Latest Headlines
Winning Big With Marginal Fields Awards
Emmanuel Addeh writes that apart from giving a boost to local oil and gas companies, the recent conclusion of the marginal oilfields award by the Department of Petroleum Resources, said to be one of the most transparent in the country’s history, also helped the federal government get the badly-needed funds to keep the nation afloat
By mostly keeping to its timelines and completing the marginal oilfields bids awards within schedule, the Department of Petroleum Resources (DPR), has again put on display the, “can do” Nigerian spirit, especially given the several failed attempts to achieve that goal in the last 18 years.
So, exactly a year after the process started, the oil and gas industry regulator, which prides itself as a business enabler, successfully generated over $500 million for the federal government through the awards, handed over 57 marginal fields to successful Nigerian bidders and by extension ramped up the country’s oil and gas production.
With the process out of the way, the marginal fields, which are basically smaller oilfields that have been discovered and left unattended for not less than 10 years, from the testimonies of the Nigerian winners, showed how the resilience of the organisation, despite the Covid-19 pandemic, paid off.
As the successful bidders toast to the process and begin the next stage, which is the execution of farm-out agreements between existing OML holders and the designated recipients of the marginal fields, including negotiation of the farm-out agreements, many industry stakeholders have lauded the development thus far.
In sticking with his pledge earlier during an earlier interview with Arise News Channel, THISDAY’s broadcast arm, the DPR Director, Mr. Sarki Auwalu, promised that having reviewed the first awards, the agency will deploy all the lessons learnt from the 2003 experience.
In that awards, only 13 out of the 24 ever produced, with the regulator revoking 11 non-producing ones to guarantee the revenue for the nation. Tactically, to avoid unnecessary litigations, the 11 fields that were revoked were not added to the 57.
In all, over 630 companies applied for the oilfields, of which over 500 were pre-qualified and 160 eventually picked for the grand finale of the process that lasted one year.
The criteria were open; the marginal fields were exclusively for Nigerians and one of the key criteria for pre-qualifying any company was being able to carry people of the host communities along, having Nigerian spread and outlook, having some experience in the industry as well as possessing a strong financial base.
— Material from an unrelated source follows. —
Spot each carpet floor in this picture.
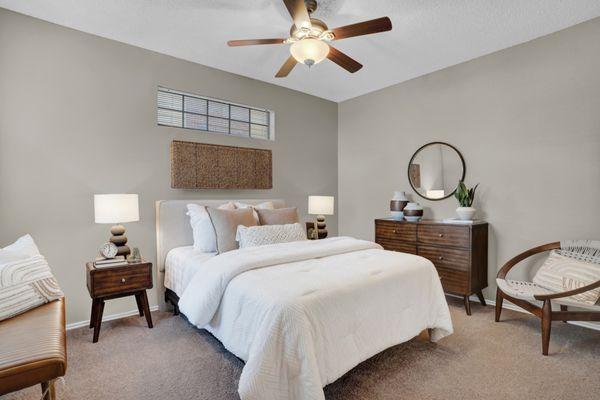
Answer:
[3,298,600,400]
In addition, all relevant government agencies like the Nigerian Financial Intelligence Unit (NFIU) Department of State Service (DSS) and Federal Inland Revenue (FIRS) were brought in to help validate or repudiate all the information supplied by the applicants.
Added to that, to simplify the process, Nigerian companies were allowed to pay signature bonuses either in dollars or in naira, whichever one they preferred.
Expectations were high as the DPR set the application and processing fee at N5 million per field, with cost of data prying and data leasing put averagely at $65,000 to $115.
The 57 onshore and near-shore fields contain an estimated one billion barrels of oil and almost 5 trillion cubic feet of gas.
But aside keeping to schedule, the DPR’s promise to be open and transparent were largely adhered to, after all, all eyes were on the regulatory agency to deliver to the Nigerian people.
And on May 31, the DPR concluded the 2020 marginal oilfield bid round, the first successful exercise since 2003 when 24 assets were put on offer.
The process culminated in the presentation of letters to the bid winners in Abuja by the industry regulator, with marginal fields spanning land, swamp and offshore put up for lease by the federal government.
However, during the event, the DPR stated that 161 successful companies were eventually shortlisted to advance to the final stage and were selected from 591 entities that applied for pre-qualification.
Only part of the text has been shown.